Lo que las muchachas no sabían, o por lo menos habían fingido no enterarse, era que Philip se había deslizado sigilosamente en la habitación de Ivy y dormía ahora en la cama de su hermana, con la cabeza a los pies del colchón, donde podía oír sus secretos. Tristan lo acarició con su luz dorada. La única que faltaba en aquella tranquila escena era Ella, pensó.

Se quedó largo tiempo allí sentado, dejando que la paz de la habitación se filtrara en él, reacio a perturbar el sueño de Ivy, reacio a poner fin al tiempo que les quedaba. Pero iba a acabarse, lo sabía, así que, al alba, rezó.

—Concédeme unos últimos momentos con ella —suplicó, y se arrodilló junto a Ivy.

Concentrándose en la punta de su dedo, recorrió con él su mejilla. Sintió la piel suave. ¡Podía volver a tocarla! ¡Sentía la tibieza de su cuerpo! Los ojos de Ivy se agitaron y se abrieron. Contempló la habitación, extrañada. Él le rozó la mano.

—¿Tristan?

Se sentó, y Tristan le retiró de la cara una maraña de cabello dorado.

Los labios de Ivy se separaron en una sonrisa, y se llevó la mano al cabello, allí donde él lo había tocado.

—Tristan, ¿eres tú?

Él se acopló a ese pensamiento, y se introdujo en ella.

—Ivy.

Ivy se puso rápidamente en pie y se acercó a la ventana, rodeando su propio cuerpo con los brazos.

—Creí que no volvería a oír tu voz —manifestó en silencio—. Pensé que te habías ido para siempre. Después de aquel momento, en el puente, no volví a ver tu luz. No la veo ahora —le dijo frunciendo el ceño y mirándose la mano.

—Lo sé.
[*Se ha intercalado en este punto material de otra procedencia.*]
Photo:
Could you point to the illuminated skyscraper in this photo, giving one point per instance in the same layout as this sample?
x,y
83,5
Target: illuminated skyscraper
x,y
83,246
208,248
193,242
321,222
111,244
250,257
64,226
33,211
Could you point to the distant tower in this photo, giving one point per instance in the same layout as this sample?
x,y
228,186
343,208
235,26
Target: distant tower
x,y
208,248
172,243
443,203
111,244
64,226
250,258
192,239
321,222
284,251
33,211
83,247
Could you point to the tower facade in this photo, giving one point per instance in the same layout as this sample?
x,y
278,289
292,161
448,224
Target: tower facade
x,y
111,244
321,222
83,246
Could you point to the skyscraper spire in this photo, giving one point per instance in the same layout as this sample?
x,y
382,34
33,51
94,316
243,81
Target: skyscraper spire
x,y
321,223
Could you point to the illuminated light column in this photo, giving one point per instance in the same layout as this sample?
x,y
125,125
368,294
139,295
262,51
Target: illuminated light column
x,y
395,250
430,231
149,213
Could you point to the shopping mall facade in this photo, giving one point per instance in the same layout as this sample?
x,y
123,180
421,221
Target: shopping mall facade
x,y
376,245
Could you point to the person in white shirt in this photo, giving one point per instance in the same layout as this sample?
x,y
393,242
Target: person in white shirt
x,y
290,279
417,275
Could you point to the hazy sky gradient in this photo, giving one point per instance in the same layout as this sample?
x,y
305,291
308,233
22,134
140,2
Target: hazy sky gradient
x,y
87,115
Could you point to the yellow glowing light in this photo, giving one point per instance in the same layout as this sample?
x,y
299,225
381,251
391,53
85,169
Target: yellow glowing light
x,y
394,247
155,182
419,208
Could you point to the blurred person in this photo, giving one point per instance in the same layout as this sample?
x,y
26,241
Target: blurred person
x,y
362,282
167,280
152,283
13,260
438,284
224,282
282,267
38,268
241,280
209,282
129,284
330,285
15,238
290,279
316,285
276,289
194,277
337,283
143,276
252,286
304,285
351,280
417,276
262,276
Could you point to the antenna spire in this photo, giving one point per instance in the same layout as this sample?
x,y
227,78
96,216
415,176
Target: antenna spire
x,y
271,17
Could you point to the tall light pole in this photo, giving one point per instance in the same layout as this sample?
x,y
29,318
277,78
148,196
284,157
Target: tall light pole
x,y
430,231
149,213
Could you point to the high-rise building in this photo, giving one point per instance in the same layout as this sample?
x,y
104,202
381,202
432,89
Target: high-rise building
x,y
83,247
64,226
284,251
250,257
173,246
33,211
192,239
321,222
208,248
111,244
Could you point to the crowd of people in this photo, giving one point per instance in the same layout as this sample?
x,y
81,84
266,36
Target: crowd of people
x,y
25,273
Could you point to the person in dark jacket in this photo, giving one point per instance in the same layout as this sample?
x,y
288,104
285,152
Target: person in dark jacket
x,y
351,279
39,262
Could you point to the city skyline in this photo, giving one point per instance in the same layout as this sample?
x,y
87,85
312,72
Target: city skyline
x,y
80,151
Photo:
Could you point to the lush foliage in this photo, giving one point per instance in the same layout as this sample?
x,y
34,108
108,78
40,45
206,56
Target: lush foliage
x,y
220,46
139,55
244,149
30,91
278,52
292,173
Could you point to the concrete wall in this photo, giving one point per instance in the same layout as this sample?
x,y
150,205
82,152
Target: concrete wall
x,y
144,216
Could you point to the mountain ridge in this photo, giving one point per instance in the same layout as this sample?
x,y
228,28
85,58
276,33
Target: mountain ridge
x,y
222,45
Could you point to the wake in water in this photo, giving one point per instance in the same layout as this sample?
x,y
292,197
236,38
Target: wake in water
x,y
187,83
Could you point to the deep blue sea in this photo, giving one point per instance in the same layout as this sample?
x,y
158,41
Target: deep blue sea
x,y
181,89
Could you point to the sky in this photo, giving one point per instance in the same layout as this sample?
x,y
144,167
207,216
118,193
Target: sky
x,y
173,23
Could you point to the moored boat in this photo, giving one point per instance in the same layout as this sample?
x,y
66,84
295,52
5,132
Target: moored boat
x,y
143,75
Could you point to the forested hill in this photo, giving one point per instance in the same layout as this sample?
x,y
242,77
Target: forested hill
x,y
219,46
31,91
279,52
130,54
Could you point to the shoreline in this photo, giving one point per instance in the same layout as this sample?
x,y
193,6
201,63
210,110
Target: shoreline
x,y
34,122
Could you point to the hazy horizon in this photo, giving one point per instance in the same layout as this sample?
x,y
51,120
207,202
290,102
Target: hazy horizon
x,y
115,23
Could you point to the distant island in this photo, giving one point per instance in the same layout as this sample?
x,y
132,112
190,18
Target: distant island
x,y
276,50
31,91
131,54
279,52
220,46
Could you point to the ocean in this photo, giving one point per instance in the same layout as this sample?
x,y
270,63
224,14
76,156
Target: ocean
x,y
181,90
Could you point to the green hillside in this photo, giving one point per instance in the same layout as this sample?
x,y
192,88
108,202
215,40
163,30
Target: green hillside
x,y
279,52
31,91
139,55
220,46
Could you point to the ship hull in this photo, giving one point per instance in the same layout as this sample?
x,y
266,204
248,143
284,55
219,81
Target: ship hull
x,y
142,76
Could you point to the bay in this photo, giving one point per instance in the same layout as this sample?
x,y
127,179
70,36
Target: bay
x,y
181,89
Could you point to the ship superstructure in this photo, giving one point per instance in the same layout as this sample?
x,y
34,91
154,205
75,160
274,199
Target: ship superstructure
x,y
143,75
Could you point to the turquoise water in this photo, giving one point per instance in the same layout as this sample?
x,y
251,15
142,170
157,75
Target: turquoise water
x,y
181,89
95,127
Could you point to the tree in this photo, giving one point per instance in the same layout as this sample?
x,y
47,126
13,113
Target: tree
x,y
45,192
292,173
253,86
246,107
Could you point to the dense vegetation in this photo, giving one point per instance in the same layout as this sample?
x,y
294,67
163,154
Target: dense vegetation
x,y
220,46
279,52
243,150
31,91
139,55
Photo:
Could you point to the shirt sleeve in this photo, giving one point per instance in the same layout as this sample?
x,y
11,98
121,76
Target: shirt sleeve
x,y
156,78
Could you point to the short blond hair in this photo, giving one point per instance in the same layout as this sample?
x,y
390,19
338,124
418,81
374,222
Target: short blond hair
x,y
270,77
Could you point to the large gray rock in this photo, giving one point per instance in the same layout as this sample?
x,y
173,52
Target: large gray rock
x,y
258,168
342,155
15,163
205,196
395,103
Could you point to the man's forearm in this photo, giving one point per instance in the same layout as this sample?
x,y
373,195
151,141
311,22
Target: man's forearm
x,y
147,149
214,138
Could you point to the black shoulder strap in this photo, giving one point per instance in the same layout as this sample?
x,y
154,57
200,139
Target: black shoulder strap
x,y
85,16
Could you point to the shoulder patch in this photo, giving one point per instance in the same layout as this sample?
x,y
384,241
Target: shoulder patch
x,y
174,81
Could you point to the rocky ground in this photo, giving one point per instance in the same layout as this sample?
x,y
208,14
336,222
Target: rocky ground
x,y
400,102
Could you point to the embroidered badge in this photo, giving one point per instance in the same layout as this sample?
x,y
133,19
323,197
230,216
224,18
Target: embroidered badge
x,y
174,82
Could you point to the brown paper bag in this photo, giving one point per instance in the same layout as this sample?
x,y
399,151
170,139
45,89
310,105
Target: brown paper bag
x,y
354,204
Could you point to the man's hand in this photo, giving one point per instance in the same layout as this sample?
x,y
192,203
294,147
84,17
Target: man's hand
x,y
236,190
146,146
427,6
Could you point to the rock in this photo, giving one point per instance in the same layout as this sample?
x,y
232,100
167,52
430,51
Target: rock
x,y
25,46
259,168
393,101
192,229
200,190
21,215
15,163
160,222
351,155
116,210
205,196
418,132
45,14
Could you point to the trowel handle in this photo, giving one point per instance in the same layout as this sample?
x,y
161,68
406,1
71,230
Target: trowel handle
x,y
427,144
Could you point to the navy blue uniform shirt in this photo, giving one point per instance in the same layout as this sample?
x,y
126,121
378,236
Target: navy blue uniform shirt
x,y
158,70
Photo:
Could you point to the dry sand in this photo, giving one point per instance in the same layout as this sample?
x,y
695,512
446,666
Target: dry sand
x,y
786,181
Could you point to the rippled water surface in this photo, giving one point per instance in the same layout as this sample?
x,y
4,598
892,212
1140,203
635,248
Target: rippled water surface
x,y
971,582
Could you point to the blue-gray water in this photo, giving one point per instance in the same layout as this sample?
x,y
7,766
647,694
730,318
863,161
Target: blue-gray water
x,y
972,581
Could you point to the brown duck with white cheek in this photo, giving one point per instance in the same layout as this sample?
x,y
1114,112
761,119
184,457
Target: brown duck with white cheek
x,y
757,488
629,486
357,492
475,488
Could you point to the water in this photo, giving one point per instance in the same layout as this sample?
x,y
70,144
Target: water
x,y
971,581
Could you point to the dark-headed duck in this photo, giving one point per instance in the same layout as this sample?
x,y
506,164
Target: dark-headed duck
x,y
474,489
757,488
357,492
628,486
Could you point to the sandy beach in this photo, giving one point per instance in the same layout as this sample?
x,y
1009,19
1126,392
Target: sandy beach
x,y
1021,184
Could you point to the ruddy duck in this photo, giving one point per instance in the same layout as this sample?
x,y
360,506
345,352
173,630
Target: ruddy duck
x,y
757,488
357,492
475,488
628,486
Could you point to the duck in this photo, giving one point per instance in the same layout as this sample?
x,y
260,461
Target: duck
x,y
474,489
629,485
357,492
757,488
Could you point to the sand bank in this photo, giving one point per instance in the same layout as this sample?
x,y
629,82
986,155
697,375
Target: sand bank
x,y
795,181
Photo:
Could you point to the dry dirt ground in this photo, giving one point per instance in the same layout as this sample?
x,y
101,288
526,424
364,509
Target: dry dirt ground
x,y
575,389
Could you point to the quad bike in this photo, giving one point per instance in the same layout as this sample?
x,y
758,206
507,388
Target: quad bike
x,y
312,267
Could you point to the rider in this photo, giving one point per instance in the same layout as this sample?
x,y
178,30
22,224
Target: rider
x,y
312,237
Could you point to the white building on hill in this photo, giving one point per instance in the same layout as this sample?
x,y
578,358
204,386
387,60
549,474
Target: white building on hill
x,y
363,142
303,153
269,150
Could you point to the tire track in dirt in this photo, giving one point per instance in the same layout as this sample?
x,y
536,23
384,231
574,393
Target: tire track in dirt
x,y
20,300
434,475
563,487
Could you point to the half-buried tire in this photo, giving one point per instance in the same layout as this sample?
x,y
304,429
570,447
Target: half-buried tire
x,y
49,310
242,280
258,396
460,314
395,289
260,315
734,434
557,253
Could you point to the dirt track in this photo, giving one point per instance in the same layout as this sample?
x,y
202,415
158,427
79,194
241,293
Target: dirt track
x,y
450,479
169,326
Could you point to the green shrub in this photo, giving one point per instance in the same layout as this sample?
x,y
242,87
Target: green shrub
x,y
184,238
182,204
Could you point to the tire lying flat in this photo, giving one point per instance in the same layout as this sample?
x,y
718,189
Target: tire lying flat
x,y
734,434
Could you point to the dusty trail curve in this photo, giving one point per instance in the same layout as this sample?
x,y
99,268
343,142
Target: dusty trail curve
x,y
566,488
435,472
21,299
No entiendo lo que está pasando, Ivy. Lo único que sé es que estoy cambiando. Y que no volveré.

Ella asintió, aceptando lo que él le decía con una calma que lo sorprendió. Entonces vio que su boca se agitaba. Ivy temblaba, y daba la impresión de que iba a echarse a llorar de manera audible, pero no emitió ruido alguno.

—Te quiero, Ivy. Nunca dejaré de quererte.

Ella se apoyó en la ventana mirando a la noche pálida y brillante. Miró a través de las lágrimas.

—Recé para que me concedieran un rato más contigo —dijo Tristan—, para decirte lo mucho que te quiero y para decirte que sigas amando. Otra persona te estaba destinada, Ivy, y tú estabas destinada a otro.

Ella se enderezó.

—No.

—Prométeme, Ivy…

—Lo único que voy a prometerte es que te quiero —gritó.

—Escúchame —le rogó Tristan—. Sabes que tengo que irme.

Ahora, en la noche pálida y brillante llovía, y las lágrimas centelleaban en las mejillas de Ivy, pero Tristan tenía que marcharse.

—Te quiero —le dijo—. Te quiero. Quiérelo.

Entonces, Tristan se deslizó fuera de ella y la vio junto a la ventana, bajo la primera luz del día. Retrocedió unos pasos y la observó mientras ella se arrodillaba y apoyaba los brazos y la cara en el alféizar. Volvió a dar unos pasos atrás y vio que sus lágrimas se secaban y que cerraba los ojos. Cuando retrocedió por tercera vez, Tristan creyó que el sol había amanecido tras él rompiendo la pálida noche en mil fragmentos de plata.

Se volvió de pronto hacia el este, pero aquel brillante círculo de luz no era el sol. No sabía lo que era, salvo que aquella luz era para él, y echó a andar con presteza en su dirección.